4. Finishing: “Makeup” dan “Baju Pelindung” Produk Cetak

Ini adalah proses akhir yang menentukan fungsi dan estetika. Pahami pilihannya:

  • Laminating (Doff/Glossy): Melapisi kertas dengan plastik tipis. Doff (matte) memberi kesan elegan dan anti-silau, cocok untuk portofolio. Glossy (mengkilap) membuat warna lebih “pop” dan tahan noda.
  • Spot UV: Memberikan efek mengkilap hanya di bagian tertentu (misal, logo atau teks) di atas laminasi doff. Menambah sentuhan premium dan tekstur.

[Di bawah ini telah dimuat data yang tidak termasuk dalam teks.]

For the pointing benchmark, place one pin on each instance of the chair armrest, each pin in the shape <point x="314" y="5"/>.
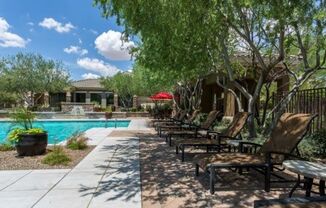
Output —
<point x="253" y="145"/>
<point x="286" y="155"/>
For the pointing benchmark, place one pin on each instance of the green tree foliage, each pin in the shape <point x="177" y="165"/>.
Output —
<point x="188" y="39"/>
<point x="24" y="73"/>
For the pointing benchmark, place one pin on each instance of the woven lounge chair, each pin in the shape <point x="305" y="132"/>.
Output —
<point x="194" y="130"/>
<point x="285" y="137"/>
<point x="231" y="132"/>
<point x="178" y="125"/>
<point x="297" y="202"/>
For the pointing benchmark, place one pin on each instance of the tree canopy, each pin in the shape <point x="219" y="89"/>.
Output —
<point x="188" y="39"/>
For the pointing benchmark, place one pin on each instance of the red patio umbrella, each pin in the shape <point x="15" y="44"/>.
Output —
<point x="162" y="96"/>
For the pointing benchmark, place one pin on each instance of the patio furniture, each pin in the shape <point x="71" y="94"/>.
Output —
<point x="285" y="137"/>
<point x="231" y="132"/>
<point x="310" y="171"/>
<point x="178" y="125"/>
<point x="194" y="130"/>
<point x="172" y="122"/>
<point x="296" y="202"/>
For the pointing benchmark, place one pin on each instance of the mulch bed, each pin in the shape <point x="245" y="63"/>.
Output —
<point x="10" y="161"/>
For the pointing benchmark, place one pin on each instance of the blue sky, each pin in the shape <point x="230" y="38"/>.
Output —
<point x="71" y="31"/>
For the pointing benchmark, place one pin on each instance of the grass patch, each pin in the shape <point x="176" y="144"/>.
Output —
<point x="77" y="142"/>
<point x="6" y="147"/>
<point x="56" y="157"/>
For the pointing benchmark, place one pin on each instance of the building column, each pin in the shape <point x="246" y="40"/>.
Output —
<point x="135" y="101"/>
<point x="103" y="100"/>
<point x="88" y="97"/>
<point x="46" y="99"/>
<point x="116" y="101"/>
<point x="68" y="96"/>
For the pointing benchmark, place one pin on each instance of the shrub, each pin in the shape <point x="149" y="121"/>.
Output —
<point x="56" y="157"/>
<point x="14" y="135"/>
<point x="77" y="142"/>
<point x="6" y="147"/>
<point x="201" y="117"/>
<point x="314" y="145"/>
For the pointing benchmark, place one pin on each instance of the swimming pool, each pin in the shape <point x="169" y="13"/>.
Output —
<point x="60" y="130"/>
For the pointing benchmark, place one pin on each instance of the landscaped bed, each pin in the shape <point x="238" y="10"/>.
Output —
<point x="10" y="161"/>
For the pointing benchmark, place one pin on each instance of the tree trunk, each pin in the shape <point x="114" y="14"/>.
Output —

  • Emboss / Deboss: Tekanan untuk menimbulkan (emboss) atau menekan ke dalam (deboss) pola tertentu di kertas, menciptakan efek timbul atau turun.

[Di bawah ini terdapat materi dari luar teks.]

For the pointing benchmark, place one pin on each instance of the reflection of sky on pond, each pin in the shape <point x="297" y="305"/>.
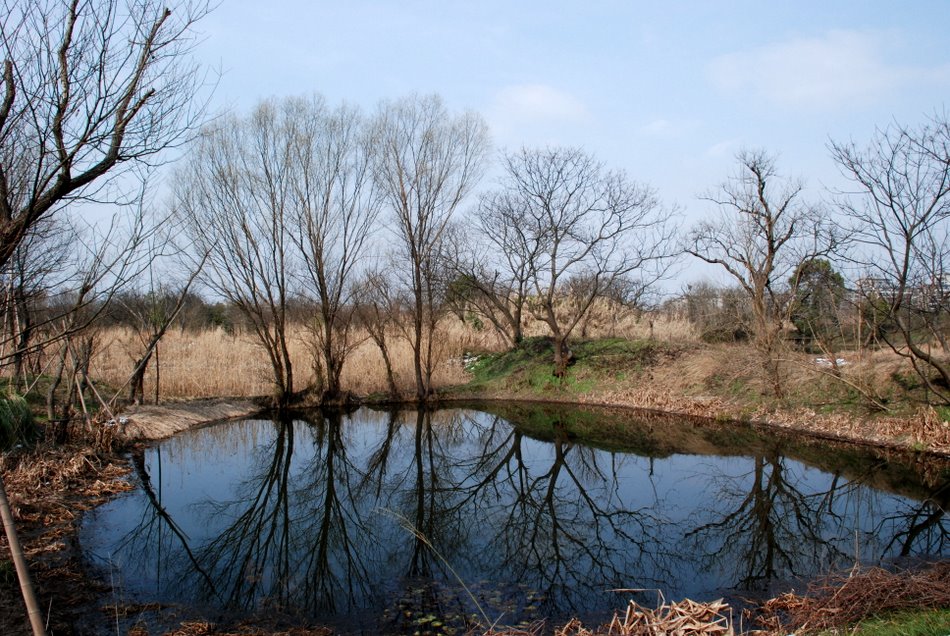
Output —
<point x="310" y="520"/>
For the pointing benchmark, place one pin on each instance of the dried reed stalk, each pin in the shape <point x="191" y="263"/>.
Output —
<point x="845" y="600"/>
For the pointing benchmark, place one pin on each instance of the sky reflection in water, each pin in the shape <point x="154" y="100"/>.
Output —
<point x="332" y="518"/>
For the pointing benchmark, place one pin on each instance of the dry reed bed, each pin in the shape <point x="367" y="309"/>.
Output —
<point x="214" y="363"/>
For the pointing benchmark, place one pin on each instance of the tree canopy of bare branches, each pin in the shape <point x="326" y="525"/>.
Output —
<point x="335" y="206"/>
<point x="236" y="199"/>
<point x="284" y="201"/>
<point x="569" y="230"/>
<point x="427" y="161"/>
<point x="762" y="233"/>
<point x="90" y="89"/>
<point x="900" y="219"/>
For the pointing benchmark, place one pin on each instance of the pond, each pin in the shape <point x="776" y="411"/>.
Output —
<point x="432" y="521"/>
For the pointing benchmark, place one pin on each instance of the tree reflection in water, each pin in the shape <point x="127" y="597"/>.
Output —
<point x="374" y="519"/>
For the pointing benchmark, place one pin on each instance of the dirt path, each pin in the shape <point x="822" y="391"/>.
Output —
<point x="151" y="422"/>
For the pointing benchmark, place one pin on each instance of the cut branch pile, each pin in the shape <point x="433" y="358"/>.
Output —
<point x="845" y="600"/>
<point x="683" y="618"/>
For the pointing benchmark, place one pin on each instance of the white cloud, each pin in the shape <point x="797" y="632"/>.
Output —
<point x="533" y="102"/>
<point x="724" y="148"/>
<point x="838" y="68"/>
<point x="667" y="128"/>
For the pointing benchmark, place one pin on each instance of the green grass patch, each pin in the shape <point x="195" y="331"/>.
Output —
<point x="907" y="623"/>
<point x="16" y="421"/>
<point x="529" y="367"/>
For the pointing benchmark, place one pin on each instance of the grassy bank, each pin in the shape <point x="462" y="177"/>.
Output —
<point x="721" y="382"/>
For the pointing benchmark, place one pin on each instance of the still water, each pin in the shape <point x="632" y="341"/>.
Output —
<point x="431" y="521"/>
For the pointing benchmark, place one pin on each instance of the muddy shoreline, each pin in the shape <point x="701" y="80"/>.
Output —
<point x="48" y="524"/>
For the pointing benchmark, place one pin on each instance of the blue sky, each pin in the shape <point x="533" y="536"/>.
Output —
<point x="668" y="91"/>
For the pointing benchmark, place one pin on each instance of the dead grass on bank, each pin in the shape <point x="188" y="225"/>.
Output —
<point x="214" y="363"/>
<point x="845" y="600"/>
<point x="48" y="489"/>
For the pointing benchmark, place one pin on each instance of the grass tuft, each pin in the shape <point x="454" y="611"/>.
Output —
<point x="16" y="421"/>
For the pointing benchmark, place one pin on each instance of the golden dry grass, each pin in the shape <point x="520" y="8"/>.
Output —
<point x="215" y="363"/>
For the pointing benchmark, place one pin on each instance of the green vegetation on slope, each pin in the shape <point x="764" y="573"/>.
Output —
<point x="529" y="367"/>
<point x="16" y="421"/>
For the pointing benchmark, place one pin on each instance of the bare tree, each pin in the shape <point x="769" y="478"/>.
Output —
<point x="426" y="162"/>
<point x="335" y="207"/>
<point x="36" y="267"/>
<point x="900" y="219"/>
<point x="763" y="232"/>
<point x="493" y="260"/>
<point x="237" y="200"/>
<point x="576" y="231"/>
<point x="378" y="310"/>
<point x="90" y="90"/>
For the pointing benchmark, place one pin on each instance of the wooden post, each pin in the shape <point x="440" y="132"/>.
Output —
<point x="23" y="573"/>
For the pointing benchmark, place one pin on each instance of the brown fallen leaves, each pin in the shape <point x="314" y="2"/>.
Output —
<point x="843" y="600"/>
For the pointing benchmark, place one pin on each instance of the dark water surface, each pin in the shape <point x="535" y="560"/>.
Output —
<point x="426" y="521"/>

  • Tips Praktis: Pilih finishing berdasarkan tujuan produk. Kartu nama butuh ketahanan? Pilih laminating. Ingin brosur mewah? Coba kombinasi Laminating Doff + Spot UV. Tanyakan opsi finishing yang tersedia di situs percetakan.

5. Proof Digital vs. Proof Hardcopy: “Pertaruhan” atau “Asuransi”?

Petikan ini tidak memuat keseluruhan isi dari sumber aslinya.